First is to create the server.js file in node project’s root.
Secondly, create the command for executing the server.js script, therefore add the given code into the package.json file as given below.
"scripts": {
"start": "node app.js"
},
Get PDF Content
Open the app.js file; without further ado, copy the following code and add it inside the main node file as suggested below.
const fs = require('fs')
const pdfParse = require('pdf-parse')
const getPDF = async (file) => {
let readFileSync = fs.readFileSync(file)
try {
let pdfExtract = await pdfParse(readFileSync)
console.log('File content: ', pdfExtract.text)
console.log('Total pages: ', pdfExtract.numpages)
console.log('All content: ', pdfExtract.info)
} catch (error) {
throw new Error(error)
}
}
const pdfRead = './demo.pdf'
getPDF(pdfRead)
We used the async-await keywords for managing the getPDF function.
Ideally, the async await approach is used when the inner function might have an inevitable delay in returning the response.
Likewise, the pdfParse() function won’t execute unless the promise is utterly fulfilled. On successful promise, completing pdf data will be read in our node feature.

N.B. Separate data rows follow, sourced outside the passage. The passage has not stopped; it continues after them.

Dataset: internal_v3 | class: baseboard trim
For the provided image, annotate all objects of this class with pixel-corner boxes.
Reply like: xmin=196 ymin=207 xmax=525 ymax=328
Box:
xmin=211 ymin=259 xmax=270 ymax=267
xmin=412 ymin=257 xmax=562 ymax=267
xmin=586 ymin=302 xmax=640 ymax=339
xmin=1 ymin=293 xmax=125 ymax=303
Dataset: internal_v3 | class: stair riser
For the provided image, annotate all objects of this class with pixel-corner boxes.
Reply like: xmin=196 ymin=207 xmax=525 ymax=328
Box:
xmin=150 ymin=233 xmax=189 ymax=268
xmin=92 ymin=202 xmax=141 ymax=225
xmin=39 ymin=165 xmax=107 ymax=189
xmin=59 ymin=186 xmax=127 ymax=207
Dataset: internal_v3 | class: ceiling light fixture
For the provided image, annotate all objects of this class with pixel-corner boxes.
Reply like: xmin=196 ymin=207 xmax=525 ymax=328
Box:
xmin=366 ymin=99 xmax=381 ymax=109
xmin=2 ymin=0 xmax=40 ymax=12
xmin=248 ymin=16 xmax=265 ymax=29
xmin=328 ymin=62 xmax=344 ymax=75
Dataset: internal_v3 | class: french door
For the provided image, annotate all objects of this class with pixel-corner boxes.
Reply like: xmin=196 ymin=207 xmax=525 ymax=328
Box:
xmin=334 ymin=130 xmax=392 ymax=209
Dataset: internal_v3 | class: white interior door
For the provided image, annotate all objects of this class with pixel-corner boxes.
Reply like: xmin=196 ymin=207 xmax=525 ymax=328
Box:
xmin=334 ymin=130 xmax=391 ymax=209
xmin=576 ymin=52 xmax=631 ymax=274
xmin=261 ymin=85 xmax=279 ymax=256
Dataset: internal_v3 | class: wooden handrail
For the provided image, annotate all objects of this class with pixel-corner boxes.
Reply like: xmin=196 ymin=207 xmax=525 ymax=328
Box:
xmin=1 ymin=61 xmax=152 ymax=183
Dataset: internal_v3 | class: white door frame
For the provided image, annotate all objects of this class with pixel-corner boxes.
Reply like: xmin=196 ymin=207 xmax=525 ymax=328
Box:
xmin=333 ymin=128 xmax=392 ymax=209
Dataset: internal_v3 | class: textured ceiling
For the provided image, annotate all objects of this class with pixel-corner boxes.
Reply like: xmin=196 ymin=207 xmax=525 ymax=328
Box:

Make sure to keep the PDF file in your node folder, the pdfRead variable has the demo.pdf file path.
Run Node Project
So the only imperative task is left is to run the node app.

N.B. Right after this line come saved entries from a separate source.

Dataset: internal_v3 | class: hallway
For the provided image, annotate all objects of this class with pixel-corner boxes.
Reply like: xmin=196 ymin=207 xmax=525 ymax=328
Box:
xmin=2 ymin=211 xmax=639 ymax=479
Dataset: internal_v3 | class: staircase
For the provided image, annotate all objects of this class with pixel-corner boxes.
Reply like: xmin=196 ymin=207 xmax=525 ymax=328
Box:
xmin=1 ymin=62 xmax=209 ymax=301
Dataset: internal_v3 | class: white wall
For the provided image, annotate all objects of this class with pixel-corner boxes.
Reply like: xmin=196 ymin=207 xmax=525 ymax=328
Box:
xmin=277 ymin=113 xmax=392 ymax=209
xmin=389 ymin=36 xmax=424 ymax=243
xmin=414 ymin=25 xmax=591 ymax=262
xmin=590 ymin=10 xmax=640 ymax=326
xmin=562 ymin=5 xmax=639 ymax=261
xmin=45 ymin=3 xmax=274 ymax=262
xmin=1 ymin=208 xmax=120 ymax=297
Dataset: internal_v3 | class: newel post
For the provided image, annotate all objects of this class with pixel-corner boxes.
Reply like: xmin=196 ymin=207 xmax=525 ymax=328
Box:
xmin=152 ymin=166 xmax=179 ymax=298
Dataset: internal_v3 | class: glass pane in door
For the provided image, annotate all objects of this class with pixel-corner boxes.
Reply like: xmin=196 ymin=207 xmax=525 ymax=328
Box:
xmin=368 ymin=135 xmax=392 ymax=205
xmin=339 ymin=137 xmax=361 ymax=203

Head over to console and type the following command and yes don’t forget to hit enter.
node app.js
On the successfully code execution given below output will be printed on your terminal.
File content:
Welcome to Smallpdf
Digital Documents—All In One Place
Access Files Anytime, Anywhere
Enhance Documents in One Click
Collaborate With Others
With the new Smallpdf experience, you can
freely upload, organize, and share digital
documents. When you enable the ‘Storage’
option, we’ll also store all processed files here.

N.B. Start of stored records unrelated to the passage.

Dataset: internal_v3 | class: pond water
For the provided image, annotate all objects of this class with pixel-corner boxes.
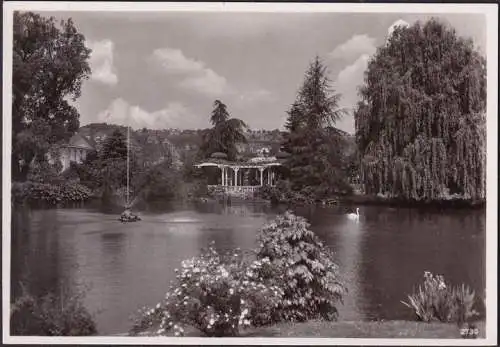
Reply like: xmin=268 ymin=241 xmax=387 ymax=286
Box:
xmin=10 ymin=201 xmax=486 ymax=335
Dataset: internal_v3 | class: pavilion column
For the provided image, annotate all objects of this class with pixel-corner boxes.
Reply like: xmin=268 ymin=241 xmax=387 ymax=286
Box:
xmin=259 ymin=168 xmax=264 ymax=186
xmin=234 ymin=167 xmax=239 ymax=187
xmin=221 ymin=166 xmax=224 ymax=186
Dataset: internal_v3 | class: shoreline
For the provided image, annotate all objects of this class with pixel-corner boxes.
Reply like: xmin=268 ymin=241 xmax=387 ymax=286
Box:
xmin=338 ymin=194 xmax=486 ymax=209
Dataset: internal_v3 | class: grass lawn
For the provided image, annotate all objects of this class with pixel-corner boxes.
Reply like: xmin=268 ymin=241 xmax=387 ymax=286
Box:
xmin=132 ymin=320 xmax=486 ymax=339
xmin=240 ymin=320 xmax=486 ymax=339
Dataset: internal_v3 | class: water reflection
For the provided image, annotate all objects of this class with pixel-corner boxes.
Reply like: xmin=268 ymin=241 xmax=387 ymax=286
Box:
xmin=10 ymin=202 xmax=485 ymax=334
xmin=358 ymin=207 xmax=486 ymax=321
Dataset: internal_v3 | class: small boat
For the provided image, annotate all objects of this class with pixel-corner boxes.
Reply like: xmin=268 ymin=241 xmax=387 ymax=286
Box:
xmin=119 ymin=209 xmax=141 ymax=223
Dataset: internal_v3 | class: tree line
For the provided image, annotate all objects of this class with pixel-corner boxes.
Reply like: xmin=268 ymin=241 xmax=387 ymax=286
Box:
xmin=11 ymin=11 xmax=486 ymax=205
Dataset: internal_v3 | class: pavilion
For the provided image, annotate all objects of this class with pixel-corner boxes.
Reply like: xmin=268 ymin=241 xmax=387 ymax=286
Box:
xmin=194 ymin=152 xmax=288 ymax=196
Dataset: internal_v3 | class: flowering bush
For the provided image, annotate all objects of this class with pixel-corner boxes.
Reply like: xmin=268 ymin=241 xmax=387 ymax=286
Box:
xmin=130 ymin=243 xmax=284 ymax=337
xmin=255 ymin=211 xmax=346 ymax=322
xmin=402 ymin=271 xmax=478 ymax=324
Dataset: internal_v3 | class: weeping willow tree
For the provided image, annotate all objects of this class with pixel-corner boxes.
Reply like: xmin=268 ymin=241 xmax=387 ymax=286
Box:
xmin=355 ymin=18 xmax=486 ymax=202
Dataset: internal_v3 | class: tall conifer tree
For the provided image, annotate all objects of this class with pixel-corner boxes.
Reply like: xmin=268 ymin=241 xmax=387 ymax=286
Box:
xmin=282 ymin=56 xmax=349 ymax=197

You can access files stored on Smallpdf from
your computer, phone, or tablet. We’ll also
sync files from the Smallpdf Mobile App to our
online portal
When you right-click on a file, we’ll present
you with an array of options to convert,
compress, or modify it.
Forget mundane administrative tasks. With
Smallpdf, you can request e-signatures, send
large files, or even enable the Smallpdf G Suite
App for your entire organization.
Ready to take document management to the next level?
Total pages: 1
All content: {
PDFFormatVersion: '1.7',
IsAcroFormPresent: false,
IsXFAPresent: false,
Creator: 'Adobe InDesign 15.1 (Macintosh)',
Producer: 'Adobe PDF Library 15.0',
CreationDate: "D:20201014170810+02'00'",
ModDate: "D:20201014170810+02'00'",
Trapped: { name: 'False' }
}
Conclusion
We have seen how to systematically create a basic node app and spruce up the basic setup for reading the PDF file in node.
Moreover, we have seen how to profoundly use the third-party pdf parse library in node to extract the content from pdf file.
We are pretty much sure this guide will help you learn the pdf reading functionality in node.